Think about Skoda for instance. At one point, this car manufacturing company had such a bad reputation that their cars became the butt of jokes. They were thought of as unappealing, unreliable and uncool. Thus, even someone who would otherwise have been happy with specific cars they were selling, would be unlikely to want to do business with them simply because of the stigma they carried.
So what do you do if your brand has been hurt by bad reviews, by the competition or by your own mistakes?
One option is reputation management, much of which is achieved through SEO. This means effectively using search engine optimization to improve the information that becomes available when someone searches for your business.
If your last few products or your recent services haven’t been up to your usual standard, then this might result in some bad reviews appearing prominently in the search engine results. This in turn means that the first things people find about you will potentially be negative when they look for your brand online.
Getting your own website to be the first result when searching for your business then is obviously one way you can begin to combat this. At the same time, you can work to increase the visibility of the positive reviews that are out there to help them rise above the negative ones.
Reputation management also means other things. For example, you need to ensure that you are generating those positive reviews which you can do simply by asking your customers and visitors to. Another option is to offer incentives for good reviews – such as discounts. A good strategy on social media is to say that you will write X post or provide X product but only if you receive a certain number of likes or reviews.

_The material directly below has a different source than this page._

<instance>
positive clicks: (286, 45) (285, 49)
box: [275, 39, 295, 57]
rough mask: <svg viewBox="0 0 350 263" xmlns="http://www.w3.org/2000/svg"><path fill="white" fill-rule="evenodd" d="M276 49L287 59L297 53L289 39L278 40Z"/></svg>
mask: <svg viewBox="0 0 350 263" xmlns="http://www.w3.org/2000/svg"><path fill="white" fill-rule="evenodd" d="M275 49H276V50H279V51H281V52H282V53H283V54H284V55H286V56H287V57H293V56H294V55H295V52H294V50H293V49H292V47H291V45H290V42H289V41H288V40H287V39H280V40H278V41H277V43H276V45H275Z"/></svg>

It’s also important to make sure you’re seen to respond to negative reviews in a polite and effective manner. Express your concern that your customer was not happy with the product or service they received (even if you don’t really feel that way!) and then offer to make amends in some way or other. This is reassuring for other potential customers, it demonstrates that you care and if you can solve the problem for the customer then they may even alter their review and make it more positive.
What To Do If You’re Planning On Rebranding
If things have really gone south, then sometimes the only remaining option will be to completely rebrand yourself and to start the process again from scratch. This will mean creating a new logo, changing the design of your website and potentially even beginning an entirely new marketing campaign.

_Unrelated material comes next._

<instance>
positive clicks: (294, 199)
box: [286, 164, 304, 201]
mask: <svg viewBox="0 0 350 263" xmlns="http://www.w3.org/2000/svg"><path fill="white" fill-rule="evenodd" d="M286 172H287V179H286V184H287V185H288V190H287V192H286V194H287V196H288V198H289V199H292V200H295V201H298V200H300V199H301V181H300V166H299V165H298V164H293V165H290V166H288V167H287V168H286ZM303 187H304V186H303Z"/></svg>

A rebrand can also be a useful as a way to gain publicity. If your brand is relatively recognizable, then changing your name will be interesting to the general public and if you issue a press release you might get coverage this way.

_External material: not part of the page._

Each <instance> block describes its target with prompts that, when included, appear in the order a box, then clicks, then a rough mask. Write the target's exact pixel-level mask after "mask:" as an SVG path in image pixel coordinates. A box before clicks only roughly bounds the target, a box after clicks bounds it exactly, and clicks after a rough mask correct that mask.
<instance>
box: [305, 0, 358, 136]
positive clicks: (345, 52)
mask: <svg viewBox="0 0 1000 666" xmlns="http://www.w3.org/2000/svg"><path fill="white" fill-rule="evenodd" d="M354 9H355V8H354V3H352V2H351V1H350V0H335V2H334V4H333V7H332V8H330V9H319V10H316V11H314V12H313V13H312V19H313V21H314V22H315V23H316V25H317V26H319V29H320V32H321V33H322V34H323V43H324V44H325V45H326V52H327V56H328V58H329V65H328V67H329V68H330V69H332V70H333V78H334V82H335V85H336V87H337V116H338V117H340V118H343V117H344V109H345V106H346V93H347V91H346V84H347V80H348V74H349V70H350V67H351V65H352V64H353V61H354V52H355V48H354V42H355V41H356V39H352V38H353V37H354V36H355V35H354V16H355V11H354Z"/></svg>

Note though that rebrands will often confuse customers and can sometimes go wrong. Make sure that you do your research before setting out and are sensitive in the way you rebrand yourself. Note as well that you will also lose a lot of your previous hard work when you remarket yourself under a different name or logo – a lot of your prospective audience won’t yet associate your new logo with your business and thus you’ll need to work to build that recognition again.
There’s also a slight stigma surrounding any rebranding as the question will always be: why did they feel the need to change their image so drastically? Make sure that you communicate clearly why you are rebranding and paint it in a positive light. I.e. you’re moving with the times, not you’re trying to shake those rumors that you beat your employees.
The outsourcing website oDesk recently rebranded itself as Upwork which has been relatively successful so far.
Coco Pops meanwhile changed their branding to Choco Krispies at one point which was less successful.
In fact, they actually ended up changing the name back though on the positive side they did get a lot of publicity over that.
Make sure that you keep an eye on reviews, respond to any negative comments and consider rebranding if necessary. If you release new products, think about how you will brand those too and how they’ll tie into your overall branding strategy.
And there you have it! So just keep providing value under an easily identifiable logo and company and you’ll find that you build a reputation for yourself that drives more traffic to your site and more business to your company.